(Have I talked about looking across contexts for learning before? I looked and couldn’t find it. Though I’m pretty good about sharing diagrams?!? So, here it is; if again, please bear with me).
In our recent learning science conference, one topic that came up was about contexts. That is, I suggest the contexts we see across examples and practice define the space of transfer. We know that contextual performance is better than abstract (c.f. Bransford’s work at Vanderbilt with the Cognitive Technology Group). The natural question is how to choose contexts. The answer, I suggest, is ad hoc: choose the minimal set of contexts that spans the space of transfer. What we’re talking about is looking for a set chosen across contexts that support the best learning.
So, in talks I’ve used the diagram to say that if you choose the set of contexts represented by the ‘o’s, you’ll be unlikely to transfer to A, whereas if you choose the ‘x’s, you’re much more likely. Let me make that concrete: let’s talk negotiation (something we’re all likely to experience). If all your contexts are about vendors (e.g. ‘o’s,) you may not apply the principles to negotiating with a customer, A. If, however, you have contexts negotiating with vendors, customers, maybe even employers (‘x’s), you’re more likely to transfer to other situations. (Though your employer might not like it! ;)
The point that was asked was how to choose the set. You can be algorithmic about it. If you could measure all dimensions of transfer, and ensure you’re progressing from simple to complex along those, you’d be doing the scientific best. It might lead you to choose too many, however. It may be that you can choose a suite based upon a more heuristic approach to coverage. Here I mean picking ones that provide some substantive coverage based upon expertise (say, from your SME or supervisors of performance). I suspect that you’ll have to make your best first guess and then test to see if you’re getting appropriate transfer, regardless.
It’s important to ensure that the set is minimal. You don’t want too many contexts to make the experience onerous. So pick a set that spans the space, but also is slim. The right set will illuminating the ways in which things can vary without being too large. Another criteria is to have interesting contexts. You are, I’ll suggest, free to exaggerate them a little to make them interesting if they’re not inherently so.

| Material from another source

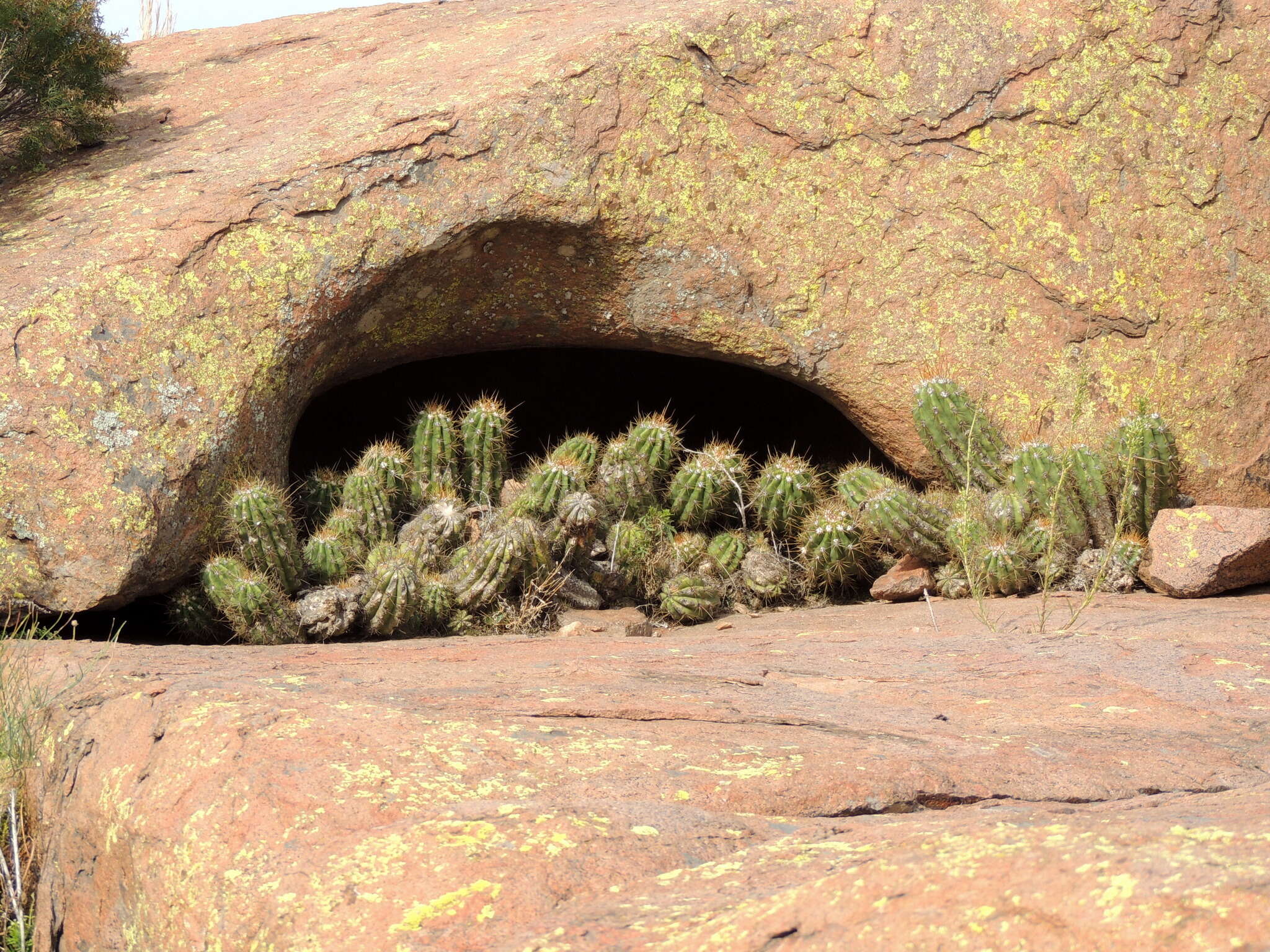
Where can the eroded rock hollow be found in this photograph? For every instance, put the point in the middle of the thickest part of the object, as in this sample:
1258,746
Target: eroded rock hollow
1060,205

You may also need some times when the context says not to use the focus here. What I mean is that while it could seem appropriate to extend whatever’s being learned to this situation, you shouldn’t. Some ideas support over-generalization, and you’ll need to help people learn where those limits are.
Note that the contexts are those across both examples and practice. So, learners will see some contexts in examples, then others in practice. It may be (if it’s complex, or infrequent, or costly) that you need to have lots of practice, and this isn’t a worry. Still, making sure you’re covering the right swatch across contexts will support achieving the impact in all appropriate situations.
I’m less aware of research on the spread of contexts for transfer (PhD topic, anyone?), and welcome pointers. Still, cognitive theory suggests that this all makes sense. It does to me, how about you?